Ashwin Pandey, a local resident, discovered the abandoned animal, mouth covered with a muzzle and cornered by stray dogs. He contacted a number of organisations that rescue abandoned animals and was directed to Rutu Sheth-Naik, an animal activist and pet grooming store owner. “Sweety was very scared and did not allow anyone to come near her. She was starving and was also traumatised after being abandoned,” recalled Sheth-Naik, who reached there after getting a call from Pandey.

She was reluctant to leave Sweety on the street but Sheth-Naik failed to make much headway, despite her repeated attempts. But just as she began to walk back to her car, Sweety started followed her.  Back home, things did not improve much as Sweety did not warm up to Sheth-Naik.  “She lied in the corner, refused to have even a morsel of food and used to start growling whenever anybody approached her. I left her some milk, which she drank,” said Sheth-Naik.

Things began to brighten up the next day when she took Sweety to work. Also, after some coaxing, Sweety allowed Sheth-Naik to give her a bath.  For the next few days, Sheth-Naik spread the word among her friends and others who were looking to adopt a dog. “Initially, we tried a foster home but that did not work out. Sweety did not adjust there,” she said.

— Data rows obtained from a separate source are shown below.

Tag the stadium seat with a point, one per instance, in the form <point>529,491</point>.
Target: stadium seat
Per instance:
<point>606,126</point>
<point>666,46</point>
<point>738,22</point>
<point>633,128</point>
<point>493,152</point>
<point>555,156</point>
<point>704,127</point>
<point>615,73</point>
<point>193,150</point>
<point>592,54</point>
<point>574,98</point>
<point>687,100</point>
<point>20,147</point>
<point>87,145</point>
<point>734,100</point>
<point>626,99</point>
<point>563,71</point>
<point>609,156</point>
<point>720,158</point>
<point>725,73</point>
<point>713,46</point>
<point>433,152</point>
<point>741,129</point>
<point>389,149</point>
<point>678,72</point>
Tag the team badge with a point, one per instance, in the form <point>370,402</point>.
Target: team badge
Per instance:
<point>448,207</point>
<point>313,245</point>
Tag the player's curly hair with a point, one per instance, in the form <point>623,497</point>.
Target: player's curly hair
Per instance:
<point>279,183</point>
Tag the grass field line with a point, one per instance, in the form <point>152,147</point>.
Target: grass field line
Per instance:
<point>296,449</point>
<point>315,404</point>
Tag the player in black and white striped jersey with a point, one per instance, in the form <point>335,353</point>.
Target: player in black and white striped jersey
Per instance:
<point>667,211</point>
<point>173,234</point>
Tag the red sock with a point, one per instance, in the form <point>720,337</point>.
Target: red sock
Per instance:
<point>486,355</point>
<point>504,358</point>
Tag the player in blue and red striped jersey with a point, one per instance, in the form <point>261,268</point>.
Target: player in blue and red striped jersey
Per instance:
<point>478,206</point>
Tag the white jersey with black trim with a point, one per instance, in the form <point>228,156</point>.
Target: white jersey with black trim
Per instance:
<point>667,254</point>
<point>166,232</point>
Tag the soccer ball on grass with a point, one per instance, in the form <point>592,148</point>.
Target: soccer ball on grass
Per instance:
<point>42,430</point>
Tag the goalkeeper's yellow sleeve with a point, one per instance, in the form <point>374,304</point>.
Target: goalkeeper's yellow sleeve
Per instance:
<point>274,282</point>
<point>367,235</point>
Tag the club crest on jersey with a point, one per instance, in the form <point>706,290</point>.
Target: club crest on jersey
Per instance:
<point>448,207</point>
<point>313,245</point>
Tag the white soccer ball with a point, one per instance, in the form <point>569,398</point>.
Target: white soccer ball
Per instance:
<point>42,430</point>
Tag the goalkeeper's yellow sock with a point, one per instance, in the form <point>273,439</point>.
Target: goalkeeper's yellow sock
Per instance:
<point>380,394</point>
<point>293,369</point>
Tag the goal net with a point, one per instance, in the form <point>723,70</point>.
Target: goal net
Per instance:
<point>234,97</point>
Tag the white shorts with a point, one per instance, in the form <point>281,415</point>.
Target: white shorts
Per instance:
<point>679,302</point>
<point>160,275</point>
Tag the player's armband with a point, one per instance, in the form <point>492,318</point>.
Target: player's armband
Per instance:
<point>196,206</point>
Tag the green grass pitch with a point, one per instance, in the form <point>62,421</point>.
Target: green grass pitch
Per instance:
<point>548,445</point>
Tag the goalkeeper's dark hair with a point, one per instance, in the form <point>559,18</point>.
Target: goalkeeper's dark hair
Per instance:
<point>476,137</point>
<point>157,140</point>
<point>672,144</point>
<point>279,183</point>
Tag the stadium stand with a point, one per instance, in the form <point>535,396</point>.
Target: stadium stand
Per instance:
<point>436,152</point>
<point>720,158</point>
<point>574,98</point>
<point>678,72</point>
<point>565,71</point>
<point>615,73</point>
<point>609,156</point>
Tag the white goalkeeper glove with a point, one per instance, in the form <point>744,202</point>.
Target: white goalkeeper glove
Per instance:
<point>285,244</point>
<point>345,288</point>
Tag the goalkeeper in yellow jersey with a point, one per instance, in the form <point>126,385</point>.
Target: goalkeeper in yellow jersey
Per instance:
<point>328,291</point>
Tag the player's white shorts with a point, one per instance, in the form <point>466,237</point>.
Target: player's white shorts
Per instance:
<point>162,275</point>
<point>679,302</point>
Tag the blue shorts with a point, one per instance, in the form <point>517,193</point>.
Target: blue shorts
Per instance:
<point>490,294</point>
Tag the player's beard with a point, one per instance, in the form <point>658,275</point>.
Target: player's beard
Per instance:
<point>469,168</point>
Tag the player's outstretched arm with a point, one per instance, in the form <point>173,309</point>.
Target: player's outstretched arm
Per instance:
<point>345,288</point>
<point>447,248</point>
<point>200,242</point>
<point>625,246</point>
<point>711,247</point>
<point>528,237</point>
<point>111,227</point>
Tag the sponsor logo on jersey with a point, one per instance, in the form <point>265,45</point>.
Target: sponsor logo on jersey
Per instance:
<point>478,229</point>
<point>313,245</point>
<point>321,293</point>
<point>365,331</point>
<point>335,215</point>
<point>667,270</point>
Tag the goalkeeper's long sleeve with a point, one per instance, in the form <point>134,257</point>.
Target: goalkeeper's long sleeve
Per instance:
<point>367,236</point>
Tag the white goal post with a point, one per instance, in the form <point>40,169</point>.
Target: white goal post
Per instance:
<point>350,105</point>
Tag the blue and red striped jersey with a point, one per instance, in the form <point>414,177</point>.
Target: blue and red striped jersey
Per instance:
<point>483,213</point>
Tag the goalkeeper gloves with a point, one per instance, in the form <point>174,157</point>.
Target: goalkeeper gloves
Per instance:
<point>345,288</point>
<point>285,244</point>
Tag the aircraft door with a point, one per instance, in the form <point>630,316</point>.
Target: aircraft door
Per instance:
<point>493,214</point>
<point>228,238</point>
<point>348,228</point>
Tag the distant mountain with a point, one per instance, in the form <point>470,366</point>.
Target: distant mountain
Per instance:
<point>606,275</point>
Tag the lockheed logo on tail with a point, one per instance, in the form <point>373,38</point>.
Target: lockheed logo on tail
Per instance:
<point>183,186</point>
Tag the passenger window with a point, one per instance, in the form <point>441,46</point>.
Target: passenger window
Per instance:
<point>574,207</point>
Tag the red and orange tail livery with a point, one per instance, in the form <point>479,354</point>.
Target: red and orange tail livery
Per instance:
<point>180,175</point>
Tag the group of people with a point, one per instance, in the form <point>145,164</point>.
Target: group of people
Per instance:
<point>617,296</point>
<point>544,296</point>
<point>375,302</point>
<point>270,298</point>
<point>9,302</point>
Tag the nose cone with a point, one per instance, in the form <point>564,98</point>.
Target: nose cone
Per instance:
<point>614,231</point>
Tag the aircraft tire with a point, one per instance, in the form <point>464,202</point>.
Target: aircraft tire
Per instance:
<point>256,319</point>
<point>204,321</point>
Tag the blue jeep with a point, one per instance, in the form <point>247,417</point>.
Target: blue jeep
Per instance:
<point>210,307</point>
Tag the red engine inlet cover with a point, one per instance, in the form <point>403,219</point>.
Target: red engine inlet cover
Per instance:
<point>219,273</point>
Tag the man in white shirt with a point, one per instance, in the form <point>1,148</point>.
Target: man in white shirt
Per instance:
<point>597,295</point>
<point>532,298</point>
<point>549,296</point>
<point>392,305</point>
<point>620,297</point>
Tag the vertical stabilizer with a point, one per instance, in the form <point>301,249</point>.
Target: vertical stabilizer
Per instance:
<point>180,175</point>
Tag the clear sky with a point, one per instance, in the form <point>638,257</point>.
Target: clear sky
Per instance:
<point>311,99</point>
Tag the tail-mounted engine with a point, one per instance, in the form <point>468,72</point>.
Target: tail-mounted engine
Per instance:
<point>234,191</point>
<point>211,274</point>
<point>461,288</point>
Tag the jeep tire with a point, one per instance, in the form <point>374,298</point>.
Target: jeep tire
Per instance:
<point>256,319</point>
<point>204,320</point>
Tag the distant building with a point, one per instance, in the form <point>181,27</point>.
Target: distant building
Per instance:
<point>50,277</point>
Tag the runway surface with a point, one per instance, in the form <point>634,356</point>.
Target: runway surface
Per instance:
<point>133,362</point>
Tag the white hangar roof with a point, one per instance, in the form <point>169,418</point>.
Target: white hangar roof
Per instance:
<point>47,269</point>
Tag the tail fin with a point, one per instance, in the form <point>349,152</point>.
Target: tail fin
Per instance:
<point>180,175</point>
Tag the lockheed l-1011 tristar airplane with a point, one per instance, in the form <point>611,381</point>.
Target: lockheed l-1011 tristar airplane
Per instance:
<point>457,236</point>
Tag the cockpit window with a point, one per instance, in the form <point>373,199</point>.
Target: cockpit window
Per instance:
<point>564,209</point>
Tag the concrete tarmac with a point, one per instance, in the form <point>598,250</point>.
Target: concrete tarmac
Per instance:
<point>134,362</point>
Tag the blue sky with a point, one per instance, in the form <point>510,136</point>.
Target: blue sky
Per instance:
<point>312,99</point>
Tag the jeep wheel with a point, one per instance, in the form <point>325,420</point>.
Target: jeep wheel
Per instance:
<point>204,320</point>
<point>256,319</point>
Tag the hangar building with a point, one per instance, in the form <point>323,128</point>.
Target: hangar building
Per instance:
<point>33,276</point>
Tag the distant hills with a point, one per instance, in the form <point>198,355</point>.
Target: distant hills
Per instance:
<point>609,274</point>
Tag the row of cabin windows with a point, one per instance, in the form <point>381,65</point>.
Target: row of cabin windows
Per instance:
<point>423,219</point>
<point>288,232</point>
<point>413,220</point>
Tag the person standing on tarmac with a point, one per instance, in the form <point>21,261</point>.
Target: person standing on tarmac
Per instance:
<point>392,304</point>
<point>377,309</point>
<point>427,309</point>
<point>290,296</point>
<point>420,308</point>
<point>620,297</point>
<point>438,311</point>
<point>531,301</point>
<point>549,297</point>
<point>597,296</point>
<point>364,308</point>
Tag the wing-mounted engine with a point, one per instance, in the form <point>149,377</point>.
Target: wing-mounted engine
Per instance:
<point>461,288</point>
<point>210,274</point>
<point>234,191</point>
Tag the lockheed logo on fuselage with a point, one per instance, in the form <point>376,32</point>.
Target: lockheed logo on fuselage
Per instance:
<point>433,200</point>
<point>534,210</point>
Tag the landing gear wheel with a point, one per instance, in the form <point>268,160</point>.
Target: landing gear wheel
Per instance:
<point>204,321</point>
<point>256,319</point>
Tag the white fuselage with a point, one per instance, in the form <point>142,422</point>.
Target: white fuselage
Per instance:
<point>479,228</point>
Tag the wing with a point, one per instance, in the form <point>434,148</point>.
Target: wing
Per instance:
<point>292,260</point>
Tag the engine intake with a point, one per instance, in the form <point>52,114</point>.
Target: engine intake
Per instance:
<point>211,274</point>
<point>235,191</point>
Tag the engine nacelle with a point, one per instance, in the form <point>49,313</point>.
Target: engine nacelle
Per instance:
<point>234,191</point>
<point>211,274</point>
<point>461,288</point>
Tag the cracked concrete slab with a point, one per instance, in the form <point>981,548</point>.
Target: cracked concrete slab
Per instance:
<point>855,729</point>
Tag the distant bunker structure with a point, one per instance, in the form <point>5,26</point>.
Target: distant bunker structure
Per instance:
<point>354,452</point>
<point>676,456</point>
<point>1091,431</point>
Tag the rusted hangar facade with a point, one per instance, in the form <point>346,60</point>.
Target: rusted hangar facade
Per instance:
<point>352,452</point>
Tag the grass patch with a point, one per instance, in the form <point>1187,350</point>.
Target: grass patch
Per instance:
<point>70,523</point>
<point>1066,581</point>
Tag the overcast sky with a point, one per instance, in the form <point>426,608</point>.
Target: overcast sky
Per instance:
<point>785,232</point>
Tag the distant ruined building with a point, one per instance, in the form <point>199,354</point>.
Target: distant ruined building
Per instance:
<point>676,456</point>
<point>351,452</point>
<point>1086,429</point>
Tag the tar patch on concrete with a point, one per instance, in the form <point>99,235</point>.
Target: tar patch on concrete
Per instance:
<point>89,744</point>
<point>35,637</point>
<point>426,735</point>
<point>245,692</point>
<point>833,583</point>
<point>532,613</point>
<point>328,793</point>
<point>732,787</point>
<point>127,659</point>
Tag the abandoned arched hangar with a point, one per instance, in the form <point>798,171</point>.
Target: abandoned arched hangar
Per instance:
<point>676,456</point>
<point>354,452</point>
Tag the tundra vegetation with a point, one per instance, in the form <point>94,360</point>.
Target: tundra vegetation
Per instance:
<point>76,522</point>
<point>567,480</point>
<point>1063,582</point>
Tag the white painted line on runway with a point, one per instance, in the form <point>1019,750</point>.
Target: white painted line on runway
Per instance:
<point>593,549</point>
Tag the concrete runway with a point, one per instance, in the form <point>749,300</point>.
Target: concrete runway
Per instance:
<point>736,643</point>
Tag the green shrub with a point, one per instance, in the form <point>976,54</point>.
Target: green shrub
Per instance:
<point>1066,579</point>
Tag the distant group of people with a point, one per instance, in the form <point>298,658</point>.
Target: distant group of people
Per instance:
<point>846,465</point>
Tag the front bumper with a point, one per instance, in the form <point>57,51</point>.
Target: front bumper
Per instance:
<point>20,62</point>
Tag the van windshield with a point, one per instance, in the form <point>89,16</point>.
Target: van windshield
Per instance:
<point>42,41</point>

It was then that Sheth-Naik’s friend Arpita Majumder voiced her interest in adopting Sweety. “I wasn’t sure initially because Arpita had given an Indie (Indian street dog) to a farm because the dog had grown too big. But she came home and spent a few hours with Sweety and later told me that she would take her home in a week,” added Sheth-Naik.

Thane resident Majumder, 48, said that she then started to befriend Sweety. “I had to give away Dipsy, my indie, because she is larger than an average Indian street dog and wasn’t adjusting well with my other pomeranian, Diana. So, Sweety has been a godsend,” she said.

Majumder, who heads the audit department at a city-based infrastructure giant, Afcons Infrastructure Ltd., added that Sweety had adjusted well in the two months that she had been staying with her. “Sweety has been very well trained by her previous owners. Initially, she had some skin problems. But now it has cured and her fur is smooth,” she said.

It took a few weeks for Sweety to call the new address her home. Majumder said that she had even tried to run away on one occasion.  “In the first few days she was very upset. Now, Diana and she are the best of friends,” she said.